Her only other possession—right then and right there—was a roll of stretchy black Lycra that John handed her when they climbed into the car. “You had this on you. When we found you in Belgrade.”

Daria held the roll a moment, then let it unfurl. A hammered steel tube fell into her other palm. Six inches long, it was oxblood red. A stud bulged near one end, but only slightly raised. If you weren't looking for it, you'd miss it.

John said, “Looks old.”

“I think it is.”

She depressed it with the pad of her thumb. A steel stiletto, six inches long, popped straight out of the handle. Tapered to a point, with two razor-sharp edges. She held it gingerly and flexed it. The metal held firm.

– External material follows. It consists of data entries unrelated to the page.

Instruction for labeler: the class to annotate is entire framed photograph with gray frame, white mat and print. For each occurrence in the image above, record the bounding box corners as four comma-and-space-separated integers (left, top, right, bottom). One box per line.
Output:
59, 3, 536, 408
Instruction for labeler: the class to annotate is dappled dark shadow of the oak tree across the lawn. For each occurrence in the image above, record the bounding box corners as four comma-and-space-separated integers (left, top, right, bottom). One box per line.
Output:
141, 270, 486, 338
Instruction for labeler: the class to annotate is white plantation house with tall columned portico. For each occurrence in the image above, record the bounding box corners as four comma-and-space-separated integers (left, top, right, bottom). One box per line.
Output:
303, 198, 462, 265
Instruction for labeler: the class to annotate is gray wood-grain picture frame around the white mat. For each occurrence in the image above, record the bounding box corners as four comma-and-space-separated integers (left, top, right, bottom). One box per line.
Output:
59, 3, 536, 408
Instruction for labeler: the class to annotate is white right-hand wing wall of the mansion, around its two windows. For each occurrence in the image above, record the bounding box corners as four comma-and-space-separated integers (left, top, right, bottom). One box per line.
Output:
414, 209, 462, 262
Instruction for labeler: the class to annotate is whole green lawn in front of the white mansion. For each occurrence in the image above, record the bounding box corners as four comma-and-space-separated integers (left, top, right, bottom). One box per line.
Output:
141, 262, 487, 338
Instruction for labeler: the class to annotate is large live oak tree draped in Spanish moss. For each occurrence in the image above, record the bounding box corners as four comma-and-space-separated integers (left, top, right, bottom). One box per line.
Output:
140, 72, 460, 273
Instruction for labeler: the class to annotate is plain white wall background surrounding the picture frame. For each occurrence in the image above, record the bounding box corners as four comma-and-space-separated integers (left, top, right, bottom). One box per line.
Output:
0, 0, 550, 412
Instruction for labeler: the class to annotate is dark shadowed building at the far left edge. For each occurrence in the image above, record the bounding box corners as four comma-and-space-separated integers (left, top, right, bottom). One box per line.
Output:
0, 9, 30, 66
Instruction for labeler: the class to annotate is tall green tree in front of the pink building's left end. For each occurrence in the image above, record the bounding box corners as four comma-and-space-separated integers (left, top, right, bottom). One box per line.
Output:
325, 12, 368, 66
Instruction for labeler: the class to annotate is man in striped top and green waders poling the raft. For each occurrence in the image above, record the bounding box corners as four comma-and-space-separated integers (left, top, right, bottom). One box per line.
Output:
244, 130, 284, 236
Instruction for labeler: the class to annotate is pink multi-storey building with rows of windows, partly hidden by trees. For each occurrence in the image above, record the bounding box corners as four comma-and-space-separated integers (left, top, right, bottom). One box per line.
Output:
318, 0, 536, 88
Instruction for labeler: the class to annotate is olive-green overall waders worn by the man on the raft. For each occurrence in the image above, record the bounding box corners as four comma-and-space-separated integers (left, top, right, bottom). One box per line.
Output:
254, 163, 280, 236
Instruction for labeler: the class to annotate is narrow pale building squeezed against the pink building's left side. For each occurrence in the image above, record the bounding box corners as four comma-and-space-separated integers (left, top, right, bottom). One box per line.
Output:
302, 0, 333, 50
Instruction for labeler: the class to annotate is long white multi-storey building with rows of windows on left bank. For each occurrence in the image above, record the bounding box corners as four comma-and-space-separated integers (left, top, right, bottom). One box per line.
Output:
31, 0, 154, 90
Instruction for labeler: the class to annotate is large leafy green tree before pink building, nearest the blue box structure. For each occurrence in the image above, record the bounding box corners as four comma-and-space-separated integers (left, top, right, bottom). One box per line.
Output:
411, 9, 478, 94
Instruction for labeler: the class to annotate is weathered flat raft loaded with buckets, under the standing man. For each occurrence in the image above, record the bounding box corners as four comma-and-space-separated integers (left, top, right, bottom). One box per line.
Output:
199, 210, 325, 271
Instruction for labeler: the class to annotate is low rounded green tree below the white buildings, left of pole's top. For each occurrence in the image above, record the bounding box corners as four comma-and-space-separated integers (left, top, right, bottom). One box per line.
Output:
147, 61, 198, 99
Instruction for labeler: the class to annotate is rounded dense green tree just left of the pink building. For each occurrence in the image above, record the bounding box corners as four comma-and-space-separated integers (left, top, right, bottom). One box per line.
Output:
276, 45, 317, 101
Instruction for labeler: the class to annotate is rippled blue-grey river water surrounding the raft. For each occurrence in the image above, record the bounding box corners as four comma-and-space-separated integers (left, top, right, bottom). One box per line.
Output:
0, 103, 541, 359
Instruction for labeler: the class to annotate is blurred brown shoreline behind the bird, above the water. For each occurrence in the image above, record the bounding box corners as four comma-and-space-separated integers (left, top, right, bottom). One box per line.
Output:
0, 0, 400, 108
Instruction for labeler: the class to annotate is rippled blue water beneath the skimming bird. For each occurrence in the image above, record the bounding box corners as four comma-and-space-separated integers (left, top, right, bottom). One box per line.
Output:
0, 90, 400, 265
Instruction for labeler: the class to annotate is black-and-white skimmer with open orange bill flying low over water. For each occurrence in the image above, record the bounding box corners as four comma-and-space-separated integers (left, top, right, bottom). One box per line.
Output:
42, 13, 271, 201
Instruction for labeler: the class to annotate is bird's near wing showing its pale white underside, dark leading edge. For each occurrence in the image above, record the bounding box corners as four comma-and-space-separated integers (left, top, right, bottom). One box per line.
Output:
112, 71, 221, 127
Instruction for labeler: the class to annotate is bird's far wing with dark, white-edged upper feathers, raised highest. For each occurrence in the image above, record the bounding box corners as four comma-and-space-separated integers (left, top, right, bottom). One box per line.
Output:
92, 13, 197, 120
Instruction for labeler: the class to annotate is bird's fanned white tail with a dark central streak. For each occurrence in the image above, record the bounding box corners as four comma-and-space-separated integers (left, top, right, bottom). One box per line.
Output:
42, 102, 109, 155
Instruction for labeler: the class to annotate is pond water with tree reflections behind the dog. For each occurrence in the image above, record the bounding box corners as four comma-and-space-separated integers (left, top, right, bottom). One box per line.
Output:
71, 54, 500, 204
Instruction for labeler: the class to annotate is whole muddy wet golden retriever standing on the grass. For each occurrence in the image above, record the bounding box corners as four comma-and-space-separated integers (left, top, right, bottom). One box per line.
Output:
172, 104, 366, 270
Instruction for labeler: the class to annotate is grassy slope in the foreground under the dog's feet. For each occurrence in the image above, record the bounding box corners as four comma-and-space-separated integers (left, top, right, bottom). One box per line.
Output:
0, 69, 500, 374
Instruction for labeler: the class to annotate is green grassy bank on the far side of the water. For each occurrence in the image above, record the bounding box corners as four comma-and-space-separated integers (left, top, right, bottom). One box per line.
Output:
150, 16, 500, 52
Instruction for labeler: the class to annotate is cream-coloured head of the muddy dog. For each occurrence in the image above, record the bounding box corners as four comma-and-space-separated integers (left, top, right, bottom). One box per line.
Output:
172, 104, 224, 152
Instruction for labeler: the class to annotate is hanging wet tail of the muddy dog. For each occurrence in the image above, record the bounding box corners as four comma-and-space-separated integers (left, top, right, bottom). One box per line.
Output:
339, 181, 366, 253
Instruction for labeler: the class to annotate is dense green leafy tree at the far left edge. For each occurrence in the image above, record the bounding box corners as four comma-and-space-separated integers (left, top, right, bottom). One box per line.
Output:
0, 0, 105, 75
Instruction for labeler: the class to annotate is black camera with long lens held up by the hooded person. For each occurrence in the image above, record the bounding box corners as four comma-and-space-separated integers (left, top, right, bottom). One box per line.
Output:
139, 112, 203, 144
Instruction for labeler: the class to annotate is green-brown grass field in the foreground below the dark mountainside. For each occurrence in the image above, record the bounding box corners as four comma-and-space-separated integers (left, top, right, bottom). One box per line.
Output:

She touched the stud and the bayonet-style blade evaporated as if by a conjurer's decree.

John said, “Yikes.”

Daria said, “Indeed. Now, all I need are sunglasses.”

“What kind of sunglasses?”

She blinked at him a moment.

“Right. Expensive. Hold on.”

Twenty minutes into the drive, John stopped at a highway
benzinkut
, a combination gas station, market, coffee shop, and car wash. John returned with a bottled water for her, a lidded coffee for himself, and an oversized pair of shades that, truly, weren't that terrible given that they were in rural Hungary and not on the rue de Rivoli. She slid them on, lowered the sunshade, and checked the mirror. With her curtain of straight black hair, the facial bandages were nicely hidden.

“Not bad, Mr. Broom.”

“You're not the first girl I've shopped for.” He nestled his coffee in the cup holder, adjusted his safety belt, and pulled back into the highway.

“We left Belgrade too fast to pick up your bags,” he observed, blending into the traffic.

“I haven't any.” Daria tilted the seat back and rolled down her window, smiling as Hungary whipped by.

“Whatever happened to your condo in LA?”

She looked a bit startled. “You know, I never inquired.”

“What did you have with you in Italy?”

“A duffel bag, some clothes. Some credit and debit cards.”

“Where are they now?”

“A bordello.”

“Ask a stupid question…”

They veered northwest toward Ocsa and Dunaharaszti. Traffic picked up—more family cars, fewer cross-border freight haulers. Massive, asymmetrical hayricks stood like tribal huts in fields.